I sometimes forget how vulnerable blogging can make us feel; I’ve been doing it for so long it’s become a muscle I guess I take for granted. As I watch my current Blogging from the Heart group take flight with their own blogs and sharings, I’m reminded that it can be scary to put our thoughts and feelings into words for others to read. That we get choked up with perfectionism and wonder who we think we are to do something so daring. We want others to like our words and for connections to grow. We’re hungry to be seen just as we’re shy when people see us.

I still get nervous about certain posts. This post I wrote earlier in the year was raw and straight out of my disappointed heart, and it took a lot of courage to leave it online when all i wanted to do was take it down the next morning. I still remember the posts from the past that were turning points in my healing. And there are plenty of others that no longer exist on this blog, deigned not good enough and deleted out of space and time.
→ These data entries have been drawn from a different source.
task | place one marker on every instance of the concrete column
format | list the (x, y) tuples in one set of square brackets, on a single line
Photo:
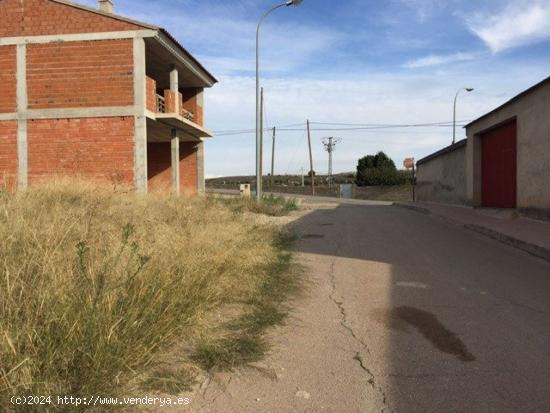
[(22, 106), (140, 119), (201, 186), (175, 87), (175, 148)]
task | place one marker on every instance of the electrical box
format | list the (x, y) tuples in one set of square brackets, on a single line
[(245, 190)]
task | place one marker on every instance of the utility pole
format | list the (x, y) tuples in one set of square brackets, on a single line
[(272, 158), (330, 144), (259, 185), (311, 160)]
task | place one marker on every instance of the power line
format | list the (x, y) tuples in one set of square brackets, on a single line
[(343, 129)]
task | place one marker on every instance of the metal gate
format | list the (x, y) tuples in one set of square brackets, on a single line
[(499, 167)]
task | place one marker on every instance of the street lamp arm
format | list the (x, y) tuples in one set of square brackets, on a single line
[(258, 104), (267, 13)]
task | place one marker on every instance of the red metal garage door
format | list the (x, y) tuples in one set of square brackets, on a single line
[(498, 169)]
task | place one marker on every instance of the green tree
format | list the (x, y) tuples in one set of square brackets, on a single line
[(377, 169)]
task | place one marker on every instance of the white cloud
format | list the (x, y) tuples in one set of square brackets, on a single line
[(374, 97), (434, 60), (519, 24)]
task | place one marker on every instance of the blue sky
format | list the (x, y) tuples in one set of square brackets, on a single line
[(353, 62)]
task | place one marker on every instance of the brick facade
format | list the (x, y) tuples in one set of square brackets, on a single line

I tell my BFTH peeps that a blog is a constant work-in-progress, a space that’s never finished. How often do we get to create a place that’s just for us, an online home we can change and evolve as we ourselves change and evolve. Last week I showed them screengrabs* of older versions of my blog so they could see how it has developed over the years — and, frankly, to reassure them that we all start somewhere. I’ve loved every incarnation of this space, and if i’m honest I sometimes miss the simplicity of my first Blogger blog. Blogging felt simpler back then — I had absolutely no expectations for it. I wrote my feelings out onto my computer and put them online. It was such a release, such a joy to be able to get it out while I was still reeling from my bereavement. And then people came and said hello – the community feel was like it is today but on a much smaller scale. There were no ecourses, no advertising, no Facebook, no Twitter. Flickr was the new kid on the block and figuring out how to upload a new banner onto my blog remains one of my greatest tech achievements :)

So as I looked at my old blog designs last week I felt such tenderness for the beginning blogger I was. The links in the sidebars reminded me of the blogs I used to visit (some of them I still do; others no longer exist) and the people who have come in and out of my online world. But most of all, I remembered what it felt like to be sitting at my desk with a cigarette in my hand and those first blog posts pouring out of me. It feels like a lifetime ago, and yet, as I make my plans to move back to London nearly eight years after I left, it could have been yesterday.

Time doesn’t really have any meaning any more. I think when we write a blog we’re really making a time machine for ourselves.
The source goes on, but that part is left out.